Эти размышления воспроизводятся в традиционной молитве утопийцев, пересказанной в финале главки:
В <…> молитвах всякий признает бога творцом, правителем и, кроме того, подателем всех прочих благ; воздает ему благодарность за столько полученных благодеяний, а особенно за то, что попал в такое государство, которое является самым счастливым, получил в удел такую религию, которая, как он надеется, есть самая истинная. Если же молящийся заблуждается в этом отношении или если существует что‐нибудь лучшее данного государственного строя и религии и бог одобряет это более, то он просит, чтобы по благости божией ему позволено было познать это; он готов следовать, в каком бы направлении бог ни повел его. Если же этот вид государства есть наилучший и избранная им религия – самая приличная, то да пошлет ему бог силу держаться того и другого и да приведет он всех остальных смертных к тем же правилам жизни, к тому же представлению о боге. Правда, может быть, неисповедимая воля находит удовольствие в подобном разнообразии религий (Там же: 215).
В таком нагромождении условных конструкций, в сменяющих друг друга «если» отражено устройство всей главки в целом. Нам неизвестно, получают ли утопийцы ответ на свои вопрошания (мы знаем только, что «после произнесения этой молитвы они снова падают ниц на землю и, встав через короткое время, идут обедать, а остаток дня проводят в играх и в занятиях военными науками» (Там же)). Мы можем лишь гадать, – не было ли таким ответом, собственно, прибытие на остров путешественников-христиан; и если тут действительно имело место «тайное внушение божие», то останется ли Утопия утопией, когда (и если) на острове действительно распространится христианство? Здесь выбрана сложная, лабиринтообразная повествовательная стратегия, благодаря которой удается ничего не утверждать и почти ничего не отрицать. Вместе с тем очевидно, что учреждение законов утопического общества было связано не столько с пониманием и воплощением Божественной воли, сколько с непониманием и признанием ограниченности собственного взгляда; не столько с обретением истины через Божественное откровение (как, например, у Бэкона), сколько с нейтрализацией сомнений; не столько с рациональным поиском истины (как у Платона), сколько с рациональным поиском нейтральной территории, срединного решения, позволяющего избежать неисправимых ошибок.

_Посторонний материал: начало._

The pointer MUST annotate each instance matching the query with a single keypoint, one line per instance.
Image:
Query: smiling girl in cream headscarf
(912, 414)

Иными словами, Мор, кажется, не позволяет себе обманываться относительно того места, где находится или, точнее, не находится утопия. В этом смысле ложными оказываются параллели не только с Платоном, но и, в первую очередь, с образами Эдема, Небесного Иерусалима, Царствия Божьего – Мор провоцирует читателей на такого рода аналогии (сегодня неотделимые от утопической рецепции (см., напр.: Weinkauf, 1969)), однако строит конструкцию наилучшего острова на специфической инверсии; чтобы ее описать, нам понадобится категория трансцендирования, которую Мангейм прочно привил дискурсу об утопии. Место Утопии прямо противоположно месту Царствия Божьего, которое признается трансцендентным постольку, поскольку оно «не от мира сего», и при этом, безусловно, существующим, более того, и являющимся подлинной, абсолютной реальностью. Напротив, расположение Утопии определяется при помощи совершенно земных, географических координат (хотя эксплицитному автору и не удается расслышать их – якобы из‐за внезапного приступа кашля), а трансцендентна она постольку, поскольку демонстративно противопоставлена любой реальности, объявлена несуществующей (в формулировке Дарко Сувина утопия – «несуществующая страна на карте этого земного шара, „иной мир от мира сего“» (Suvin, 1979: 42)).

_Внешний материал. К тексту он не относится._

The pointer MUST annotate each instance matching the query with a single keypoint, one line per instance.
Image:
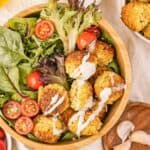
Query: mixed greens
(23, 52)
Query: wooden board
(117, 108)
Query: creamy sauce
(112, 79)
(124, 146)
(104, 95)
(91, 47)
(140, 137)
(55, 130)
(56, 101)
(119, 87)
(124, 129)
(85, 70)
(80, 82)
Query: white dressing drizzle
(54, 99)
(55, 130)
(85, 70)
(140, 137)
(91, 47)
(119, 87)
(104, 95)
(124, 129)
(58, 101)
(124, 146)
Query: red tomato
(2, 145)
(30, 108)
(44, 29)
(94, 29)
(12, 109)
(85, 39)
(2, 134)
(33, 80)
(24, 125)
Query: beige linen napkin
(139, 51)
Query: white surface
(139, 50)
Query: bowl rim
(139, 35)
(9, 141)
(122, 102)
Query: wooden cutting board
(139, 114)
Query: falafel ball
(66, 115)
(48, 129)
(80, 64)
(136, 15)
(104, 53)
(99, 71)
(91, 129)
(53, 99)
(80, 93)
(110, 80)
(146, 31)
(103, 112)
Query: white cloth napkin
(139, 51)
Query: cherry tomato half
(84, 39)
(12, 109)
(24, 125)
(2, 134)
(2, 145)
(30, 108)
(44, 29)
(33, 80)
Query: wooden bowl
(116, 110)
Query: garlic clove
(124, 146)
(124, 129)
(140, 137)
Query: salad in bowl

Этот логический выверт может переживаться как опыт разрыва между «реальным» и «должным», между «реальным» и «возможным», наконец, как опыт принципиальной нереализуемости желания. Если представление о рае связывает категории должного, возможного и желаемого с модусом абсолютной реальности, то утопия, будучи, согласно названию, несуществующим и благим местом одновременно (Марен исходит из того, что через двойственную этимологию слова «утопия» воспроизводится идея о несуществовании абсолютного блага (Marin, 1990 [1973]: xx)), эту связь проблематизирует и обрывает.